1987年(昭和62年)式だと、さすがにフリーズフレームの機能までは備わっていません。
また、クランキングしているうちにバッテリー上がりを起こしても診断に支障が出ます。

故障したら専用スキャナーで即診断、それがDTCスペシャリスト共通の願いです


スキャンツールによる故障診断の結果、検出されたDTCは以下の通り。

・ #13 Air injection reactor switch solenoid error
・ #18 EGR / Canister purge failure
・ #21 Distributor reference pickup error
・ #22 O2 sensor system malfunction



車室内のエンジンフードを取り外し、点火信号を点検。
1次、2次側とも出力がありません。

ピックアップコイルを単体テストし、これを故障原因と特定しました。
それにしても、くたびれたディストリビューターです。


この型のピックアップコイルは、ディストリビューターを分解しなければ交換できません。
製品の寿命をコントロールするという意味においては、合理的な設計です。
この際、オイルプレッシャー取出し口まわりのオイル漏れ修理も行うことに決めました。


現車に搭載されているエンジンは、5.2リッター(318CID) V8 OHV。
ディストリビューターの仕様によって、ピックアップコイルに種類が出ます。

シングルプレートピックアップ

デュアルプレートピックアップ

頻繁に壊れるなら、ふたつ付けておけば安心だ!という単純明快な発想。
一般整備で半端な改造は厳禁ですので、ここは素直にシングルプレートを取付けます。


ディストリビューターのシャフトは、ひょっとすると初めて分解されたのかもしれません。
もしそうだとしたら、これは26年分の汚れと摩耗ということになりますね。


シャフトとカラーを洗浄してエンドプレーを確認、専用グリスを給脂して組立てました。

下の写真はオイルプレッシャーセンサー。
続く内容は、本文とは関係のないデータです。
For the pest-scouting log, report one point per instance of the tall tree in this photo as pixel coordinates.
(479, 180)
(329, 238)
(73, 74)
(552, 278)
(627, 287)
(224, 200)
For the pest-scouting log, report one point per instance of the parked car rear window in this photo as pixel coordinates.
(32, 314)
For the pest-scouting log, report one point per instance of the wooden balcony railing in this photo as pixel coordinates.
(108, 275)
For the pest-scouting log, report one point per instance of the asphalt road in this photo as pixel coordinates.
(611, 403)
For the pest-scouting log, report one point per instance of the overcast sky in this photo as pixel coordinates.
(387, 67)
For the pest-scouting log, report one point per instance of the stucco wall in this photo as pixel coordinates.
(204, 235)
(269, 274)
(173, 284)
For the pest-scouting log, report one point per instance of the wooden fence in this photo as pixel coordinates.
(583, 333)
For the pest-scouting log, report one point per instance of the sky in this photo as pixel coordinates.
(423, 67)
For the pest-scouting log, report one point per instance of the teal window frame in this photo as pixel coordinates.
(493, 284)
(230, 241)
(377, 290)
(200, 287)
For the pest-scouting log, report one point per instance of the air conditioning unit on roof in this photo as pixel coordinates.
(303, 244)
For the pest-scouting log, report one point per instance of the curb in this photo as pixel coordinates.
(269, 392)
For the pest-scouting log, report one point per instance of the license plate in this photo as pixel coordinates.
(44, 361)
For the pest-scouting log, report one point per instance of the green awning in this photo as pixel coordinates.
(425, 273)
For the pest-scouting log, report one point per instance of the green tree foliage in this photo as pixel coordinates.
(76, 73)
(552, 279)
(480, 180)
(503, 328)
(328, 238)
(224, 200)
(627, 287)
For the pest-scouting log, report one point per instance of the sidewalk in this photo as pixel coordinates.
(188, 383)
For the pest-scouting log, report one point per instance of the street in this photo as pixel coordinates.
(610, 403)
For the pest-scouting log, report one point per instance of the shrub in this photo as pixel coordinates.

カシメ部からエンジンオイルが漏れています。
ディストリビューターのすぐ横なので、この周辺もついでに処置。




再組立の後は、短いクランキングで始動できるようになりました。

今回整備した箇所以外のエンジン制御系統にも年式相応の衰損はありますが、そこは商用車だけあって、補修部品が豊富です。正しい整備によって延命をはかるというエコを体現していただきたいものですね。

2039年の世界で、今年の新車を見かけることがあるだろうか。
26年前の実用車を路上に送り出し、ふとそんなことを思ったFTECでした。